La senadora de Morena, Beatriz Robles, descalificó las posturas de actores del Partido Acción Nacional (PAN) que han señalado que la situación en Venezuela representa también un golpe político contra Morena, al considerar que se trata de una reacción previsible de una oposición debilitada.
La legisladora morenista calificó las expresiones como comentarios de una “oposición moralmente derrotada” que ha “perdido credibilidad y respaldo ciudadano tras años de gobiernos neoliberales”.
Pretextos
Agregó que la oposición busca “cualquier pretexto” para desacreditar al gobierno federal, pese a que, afirmó, la población reconoce los resultados de la actual administración federal, con programas sociales universales y constitucionales que han generado molestia entre sectores opositores, al considerar que han perdido privilegios. En ese sentido, calificó como una falta grave el hecho de que actores políticos acudan a instancias extranjeras para pedir intervención en asuntos internos.
«No podíamos esperar otra cosa de una oposición moralmente derrotada; los gobiernos neoliberales en México han perdido su credibilidad, el apoyo de la gente, y ellos lo que quieren es cualquier pretexto para poder decir que el gobierno actual no está haciendo lo que debe», afirmó Beatriz Robles.
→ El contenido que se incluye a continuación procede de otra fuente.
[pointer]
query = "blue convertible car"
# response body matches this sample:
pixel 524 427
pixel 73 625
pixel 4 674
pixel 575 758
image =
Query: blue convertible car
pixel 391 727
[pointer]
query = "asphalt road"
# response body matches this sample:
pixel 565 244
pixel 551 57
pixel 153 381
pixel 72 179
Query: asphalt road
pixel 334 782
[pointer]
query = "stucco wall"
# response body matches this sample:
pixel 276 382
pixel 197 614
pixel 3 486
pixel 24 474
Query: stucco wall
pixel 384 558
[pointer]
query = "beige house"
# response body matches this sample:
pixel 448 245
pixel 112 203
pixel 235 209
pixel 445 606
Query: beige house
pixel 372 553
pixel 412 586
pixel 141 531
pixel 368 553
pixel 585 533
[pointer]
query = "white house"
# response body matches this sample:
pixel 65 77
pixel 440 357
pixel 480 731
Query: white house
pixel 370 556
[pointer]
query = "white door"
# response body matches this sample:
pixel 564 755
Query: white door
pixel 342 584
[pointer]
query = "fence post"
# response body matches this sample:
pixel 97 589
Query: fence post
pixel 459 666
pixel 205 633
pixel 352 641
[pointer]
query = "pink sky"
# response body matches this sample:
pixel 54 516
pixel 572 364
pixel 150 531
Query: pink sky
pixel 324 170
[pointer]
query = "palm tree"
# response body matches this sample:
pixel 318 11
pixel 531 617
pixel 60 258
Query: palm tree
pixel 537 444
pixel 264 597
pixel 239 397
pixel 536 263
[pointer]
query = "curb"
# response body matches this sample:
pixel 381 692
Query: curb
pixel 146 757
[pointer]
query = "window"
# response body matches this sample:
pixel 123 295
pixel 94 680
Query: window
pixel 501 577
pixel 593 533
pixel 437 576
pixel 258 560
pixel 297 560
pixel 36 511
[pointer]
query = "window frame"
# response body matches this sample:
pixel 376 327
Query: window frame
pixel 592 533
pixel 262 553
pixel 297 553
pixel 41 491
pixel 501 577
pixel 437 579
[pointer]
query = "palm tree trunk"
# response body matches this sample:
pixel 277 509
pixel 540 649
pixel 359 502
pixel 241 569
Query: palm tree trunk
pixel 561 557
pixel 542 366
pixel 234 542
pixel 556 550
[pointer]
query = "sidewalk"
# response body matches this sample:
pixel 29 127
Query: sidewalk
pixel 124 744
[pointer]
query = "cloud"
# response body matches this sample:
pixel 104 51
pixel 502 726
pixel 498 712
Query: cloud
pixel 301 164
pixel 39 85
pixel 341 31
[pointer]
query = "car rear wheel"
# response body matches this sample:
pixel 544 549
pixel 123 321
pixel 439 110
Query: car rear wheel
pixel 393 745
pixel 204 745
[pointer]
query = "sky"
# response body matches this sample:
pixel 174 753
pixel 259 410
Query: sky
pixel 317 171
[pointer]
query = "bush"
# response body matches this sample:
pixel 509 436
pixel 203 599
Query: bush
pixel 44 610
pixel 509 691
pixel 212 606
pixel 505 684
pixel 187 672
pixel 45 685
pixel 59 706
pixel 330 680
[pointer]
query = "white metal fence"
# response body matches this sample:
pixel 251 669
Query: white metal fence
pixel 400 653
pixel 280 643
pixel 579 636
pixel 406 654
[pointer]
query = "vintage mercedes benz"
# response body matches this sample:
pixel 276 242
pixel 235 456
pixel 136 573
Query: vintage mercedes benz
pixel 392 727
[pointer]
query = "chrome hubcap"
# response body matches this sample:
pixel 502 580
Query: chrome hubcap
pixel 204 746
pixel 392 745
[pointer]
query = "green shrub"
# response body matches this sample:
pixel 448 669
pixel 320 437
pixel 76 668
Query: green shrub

La senadora morenista también vinculó estas críticas con el rechazo del PAN a reformas impulsadas por la cuarta transformación, como las relacionadas con la soberanía energética y el fortalecimiento de Petróleos Mexicanos con una misión social.
Intervención extranjera
Respecto al conflicto en Venezuela, Beatriz Robles respaldó el posicionamiento de la presidenta de la República, Claudia Sheinbaum, y subrayó que la política exterior de México se rige por el principio de no intervención y la solución pacífica de los conflictos.
“Independientemente de lo que pudiéramos pensar del gobierno de Venezuela, pues nosotros no tenemos por qué intervenir en lo que el pueblo de Venezuela decida”, afirmó. Consideró grave la intervención extranjera y la extracción del presidente venezolano de su país, y reiteró que México no avala el uso de la fuerza ni los conflictos armados.